A passion shared by both Mick Jagger and Keith Richards helped kindle the start of their friendship and ultimately the band.
The Rolling Stones‘ frontman and guitarist have enjoyed a close relationship for years. While it hasn’t been without its highs and lows, the pair has stuck together for decades and are still collaborating today. The longevity of their friendship is built on a simple, shared passion, according to Jagger. The veteran frontman says it’s all down to a love of music, obvious that may be, but specifically the rhythm and blues. While The Rolling Stones would create plenty in that genre, the rarity of the records Richards and Jagger would share with one another kindled what would become as famous a songwriting partnership as John Lennon and Paul McCartney.
Jagger shared as much about his decades-long friendship with Richards in an interview with Rolling Stone Magazine. He told founder Jann Wenner that the pair were destined to be in a band together as he naturally drifted toward singing, and Richards to the guitar. Jagger said: “Keith always played the guitar, even when he was five. And he was keen on country music, cowboys.
“But obviously at some point, Keith, he had this guitar with this electric guitar pickup.

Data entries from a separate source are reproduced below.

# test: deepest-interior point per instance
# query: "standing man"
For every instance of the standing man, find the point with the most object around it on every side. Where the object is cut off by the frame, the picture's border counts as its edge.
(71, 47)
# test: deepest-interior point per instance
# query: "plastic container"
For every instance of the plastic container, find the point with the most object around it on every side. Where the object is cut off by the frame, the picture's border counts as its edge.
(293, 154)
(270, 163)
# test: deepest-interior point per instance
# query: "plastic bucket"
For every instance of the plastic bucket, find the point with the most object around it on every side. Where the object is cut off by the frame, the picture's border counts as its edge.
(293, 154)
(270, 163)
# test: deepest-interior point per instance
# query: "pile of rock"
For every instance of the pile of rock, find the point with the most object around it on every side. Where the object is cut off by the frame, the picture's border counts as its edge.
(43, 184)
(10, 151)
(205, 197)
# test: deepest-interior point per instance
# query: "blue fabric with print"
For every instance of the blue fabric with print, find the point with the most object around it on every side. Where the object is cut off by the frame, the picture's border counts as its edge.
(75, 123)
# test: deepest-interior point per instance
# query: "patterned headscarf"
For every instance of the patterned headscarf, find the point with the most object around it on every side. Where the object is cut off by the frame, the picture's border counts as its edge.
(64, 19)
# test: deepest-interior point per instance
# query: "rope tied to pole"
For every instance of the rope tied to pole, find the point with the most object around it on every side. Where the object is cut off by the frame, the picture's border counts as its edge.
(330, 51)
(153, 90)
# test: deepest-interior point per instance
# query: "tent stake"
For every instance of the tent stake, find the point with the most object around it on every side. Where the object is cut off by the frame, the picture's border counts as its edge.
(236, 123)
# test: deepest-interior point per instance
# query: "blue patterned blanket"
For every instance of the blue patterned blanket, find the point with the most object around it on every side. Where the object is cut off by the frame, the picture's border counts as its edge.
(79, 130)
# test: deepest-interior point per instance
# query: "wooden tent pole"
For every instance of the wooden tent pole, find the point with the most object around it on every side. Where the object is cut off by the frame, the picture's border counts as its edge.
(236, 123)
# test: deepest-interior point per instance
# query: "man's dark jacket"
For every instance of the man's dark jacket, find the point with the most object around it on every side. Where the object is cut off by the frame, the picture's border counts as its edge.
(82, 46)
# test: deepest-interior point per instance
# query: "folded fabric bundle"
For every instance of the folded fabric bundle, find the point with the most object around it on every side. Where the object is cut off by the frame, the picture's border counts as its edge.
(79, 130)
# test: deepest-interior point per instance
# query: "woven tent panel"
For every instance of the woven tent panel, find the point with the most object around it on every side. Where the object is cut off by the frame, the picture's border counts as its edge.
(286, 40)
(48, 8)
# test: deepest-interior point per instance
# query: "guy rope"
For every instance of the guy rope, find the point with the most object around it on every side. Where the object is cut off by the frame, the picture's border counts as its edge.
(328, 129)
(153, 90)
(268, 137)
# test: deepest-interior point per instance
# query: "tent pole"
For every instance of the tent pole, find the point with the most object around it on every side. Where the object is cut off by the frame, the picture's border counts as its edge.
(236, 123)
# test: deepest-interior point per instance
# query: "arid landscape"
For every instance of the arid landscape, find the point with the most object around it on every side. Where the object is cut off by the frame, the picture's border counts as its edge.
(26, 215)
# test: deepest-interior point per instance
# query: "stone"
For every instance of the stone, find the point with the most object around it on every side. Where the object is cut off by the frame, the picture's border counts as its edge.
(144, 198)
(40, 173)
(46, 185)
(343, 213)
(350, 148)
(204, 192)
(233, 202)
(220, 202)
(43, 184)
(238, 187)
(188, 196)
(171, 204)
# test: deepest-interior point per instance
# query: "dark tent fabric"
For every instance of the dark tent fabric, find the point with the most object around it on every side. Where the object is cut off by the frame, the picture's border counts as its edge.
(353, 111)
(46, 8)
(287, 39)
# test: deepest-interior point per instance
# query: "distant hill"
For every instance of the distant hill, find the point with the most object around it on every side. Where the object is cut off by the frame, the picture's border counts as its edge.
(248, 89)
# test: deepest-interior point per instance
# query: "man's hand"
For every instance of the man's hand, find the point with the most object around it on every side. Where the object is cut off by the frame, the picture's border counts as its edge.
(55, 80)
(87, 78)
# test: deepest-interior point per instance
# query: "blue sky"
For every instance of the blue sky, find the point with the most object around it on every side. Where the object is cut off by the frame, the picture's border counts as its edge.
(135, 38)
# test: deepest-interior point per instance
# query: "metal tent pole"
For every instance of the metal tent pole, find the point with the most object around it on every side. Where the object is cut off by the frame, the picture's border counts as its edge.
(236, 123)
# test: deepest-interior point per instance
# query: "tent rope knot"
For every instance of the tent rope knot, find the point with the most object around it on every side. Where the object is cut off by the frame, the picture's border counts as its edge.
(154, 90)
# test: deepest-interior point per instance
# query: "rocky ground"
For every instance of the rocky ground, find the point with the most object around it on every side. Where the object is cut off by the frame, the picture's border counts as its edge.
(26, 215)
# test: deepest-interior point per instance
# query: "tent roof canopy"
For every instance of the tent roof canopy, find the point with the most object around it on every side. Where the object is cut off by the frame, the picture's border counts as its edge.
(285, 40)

And he played it for me. So I said, ‘Well, I sing, you know? And you play the guitar.’ Very obvious stuff. I used to play Saturday night shows with all these different little groups.

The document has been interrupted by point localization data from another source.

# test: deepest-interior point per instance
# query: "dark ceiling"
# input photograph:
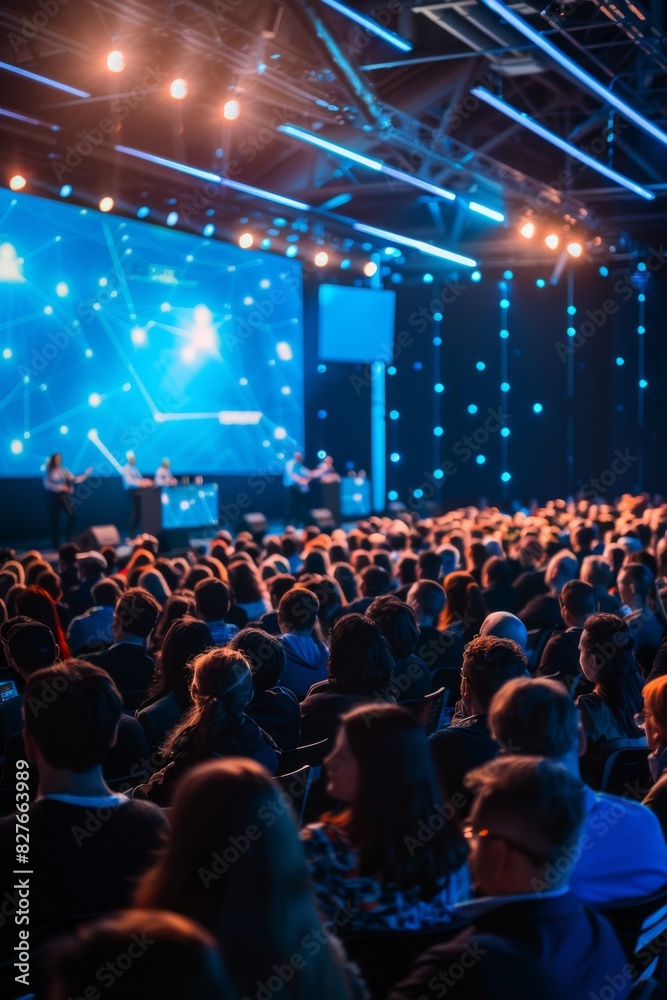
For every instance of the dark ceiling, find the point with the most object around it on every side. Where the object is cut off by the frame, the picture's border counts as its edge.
(301, 62)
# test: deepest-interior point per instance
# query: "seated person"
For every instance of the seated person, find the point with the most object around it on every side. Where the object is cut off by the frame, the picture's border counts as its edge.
(212, 599)
(504, 625)
(529, 936)
(92, 631)
(636, 588)
(175, 956)
(169, 696)
(560, 658)
(396, 620)
(537, 716)
(608, 713)
(305, 657)
(370, 856)
(543, 610)
(488, 663)
(216, 725)
(87, 845)
(127, 662)
(274, 708)
(655, 726)
(359, 670)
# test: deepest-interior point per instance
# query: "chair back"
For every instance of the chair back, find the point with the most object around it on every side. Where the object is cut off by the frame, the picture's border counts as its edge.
(641, 927)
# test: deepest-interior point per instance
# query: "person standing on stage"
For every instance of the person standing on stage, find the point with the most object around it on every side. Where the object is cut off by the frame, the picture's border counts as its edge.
(134, 482)
(296, 479)
(59, 484)
(163, 476)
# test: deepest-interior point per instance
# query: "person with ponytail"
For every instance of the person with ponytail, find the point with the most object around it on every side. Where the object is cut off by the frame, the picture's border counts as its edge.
(216, 725)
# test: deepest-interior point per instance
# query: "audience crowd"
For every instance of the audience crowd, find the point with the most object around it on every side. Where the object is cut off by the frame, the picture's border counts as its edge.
(413, 756)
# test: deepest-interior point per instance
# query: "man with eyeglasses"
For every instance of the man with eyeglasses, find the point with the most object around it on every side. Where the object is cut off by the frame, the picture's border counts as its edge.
(528, 936)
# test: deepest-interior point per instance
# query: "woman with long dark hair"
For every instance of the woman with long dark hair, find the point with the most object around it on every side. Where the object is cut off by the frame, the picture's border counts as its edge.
(235, 865)
(59, 485)
(607, 660)
(34, 602)
(216, 724)
(374, 855)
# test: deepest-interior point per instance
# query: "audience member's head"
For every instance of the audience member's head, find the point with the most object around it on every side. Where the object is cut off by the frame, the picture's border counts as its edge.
(504, 625)
(212, 599)
(71, 714)
(265, 654)
(488, 663)
(524, 826)
(163, 955)
(396, 620)
(360, 660)
(135, 616)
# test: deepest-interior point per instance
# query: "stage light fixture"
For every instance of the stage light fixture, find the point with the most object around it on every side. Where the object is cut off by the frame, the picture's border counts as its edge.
(178, 89)
(231, 110)
(116, 61)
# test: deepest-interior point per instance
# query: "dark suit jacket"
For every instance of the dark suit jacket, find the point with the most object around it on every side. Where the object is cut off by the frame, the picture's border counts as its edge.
(131, 669)
(530, 949)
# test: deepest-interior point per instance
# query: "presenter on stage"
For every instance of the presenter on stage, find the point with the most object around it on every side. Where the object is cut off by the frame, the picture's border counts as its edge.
(296, 479)
(59, 484)
(163, 476)
(134, 482)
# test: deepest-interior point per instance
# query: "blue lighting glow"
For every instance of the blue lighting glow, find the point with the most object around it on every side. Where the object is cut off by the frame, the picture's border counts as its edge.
(574, 69)
(529, 123)
(489, 213)
(370, 24)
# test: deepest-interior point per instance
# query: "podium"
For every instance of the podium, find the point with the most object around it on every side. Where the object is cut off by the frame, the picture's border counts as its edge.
(171, 513)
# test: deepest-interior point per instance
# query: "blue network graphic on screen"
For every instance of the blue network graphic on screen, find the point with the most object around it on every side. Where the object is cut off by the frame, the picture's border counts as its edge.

“If I could get a show, I would do it. I used to do mad things – you know, I used to go and do these shows and go on my knees and roll on the ground – when I was fifteen, sixteen years old. And my parents were extremely disapproving of it all. Because it was just not done. This was for very low-class people, remember. Rock & roll singers weren’t educated people.”
But their relationship goes further back than that, way back to stamp collecting and schoolboy encounters for the two. Jagger added: “Keith and I went to different schools when we were 11, but he went to a school which was really near where I used to live. But I always knew where he lived, because my mother would never lose contact with anybody, and she knew where they’d moved.

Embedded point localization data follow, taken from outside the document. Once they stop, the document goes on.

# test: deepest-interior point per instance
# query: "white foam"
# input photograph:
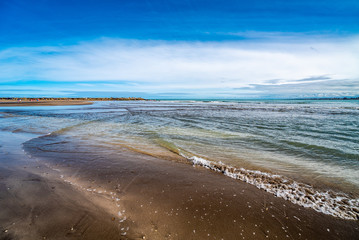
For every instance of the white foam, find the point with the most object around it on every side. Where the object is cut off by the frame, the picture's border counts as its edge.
(328, 202)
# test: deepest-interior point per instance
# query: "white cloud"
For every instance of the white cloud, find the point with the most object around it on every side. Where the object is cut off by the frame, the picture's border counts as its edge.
(164, 66)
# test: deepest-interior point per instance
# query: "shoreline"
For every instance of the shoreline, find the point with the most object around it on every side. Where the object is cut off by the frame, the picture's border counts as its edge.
(11, 103)
(159, 199)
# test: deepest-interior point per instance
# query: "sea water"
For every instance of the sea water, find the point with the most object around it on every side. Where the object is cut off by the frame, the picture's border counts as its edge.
(304, 151)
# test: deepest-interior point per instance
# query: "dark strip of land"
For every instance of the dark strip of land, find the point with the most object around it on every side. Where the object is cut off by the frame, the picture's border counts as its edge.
(13, 102)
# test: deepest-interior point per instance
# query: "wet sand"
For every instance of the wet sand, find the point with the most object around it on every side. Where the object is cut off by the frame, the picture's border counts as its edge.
(12, 103)
(70, 189)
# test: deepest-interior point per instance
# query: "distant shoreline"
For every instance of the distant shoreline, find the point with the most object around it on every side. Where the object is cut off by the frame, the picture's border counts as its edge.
(16, 102)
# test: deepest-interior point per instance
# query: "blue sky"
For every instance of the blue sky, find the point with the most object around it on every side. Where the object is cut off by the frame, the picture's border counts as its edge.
(179, 49)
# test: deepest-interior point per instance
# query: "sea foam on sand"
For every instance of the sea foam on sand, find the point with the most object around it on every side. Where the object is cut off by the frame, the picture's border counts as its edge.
(328, 202)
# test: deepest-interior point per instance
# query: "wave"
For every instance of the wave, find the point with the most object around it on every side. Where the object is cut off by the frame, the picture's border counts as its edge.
(328, 202)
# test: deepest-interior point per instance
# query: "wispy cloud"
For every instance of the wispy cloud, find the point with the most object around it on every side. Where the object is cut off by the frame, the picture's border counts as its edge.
(159, 66)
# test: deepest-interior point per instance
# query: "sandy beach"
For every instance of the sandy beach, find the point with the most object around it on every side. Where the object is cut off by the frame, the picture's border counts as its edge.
(12, 103)
(90, 192)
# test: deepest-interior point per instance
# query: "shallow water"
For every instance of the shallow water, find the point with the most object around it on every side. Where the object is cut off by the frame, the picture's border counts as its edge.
(314, 143)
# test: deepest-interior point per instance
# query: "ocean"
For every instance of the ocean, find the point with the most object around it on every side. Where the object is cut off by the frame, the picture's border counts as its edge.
(305, 151)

“I used to see him coming home from his school, which was less than a mile away from where I lived. And then – this is a true story – we met at the train station. And I had these rhythm & blues records, which were very prized possessions because they weren’t available in England then. And he said, ‘Oh, yeah, these are really interesting.’ That kind of did it. That’s how it started, really.”
Music would be the difference maker in their friendship, with Jagger saying it is what attracted other friends into their circle. He added: “We started to go to each other’s house and play these records. And then we started to go to other people’s houses to play other records. You know, it’s the time in your life when you’re almost stamp-collecting this stuff.”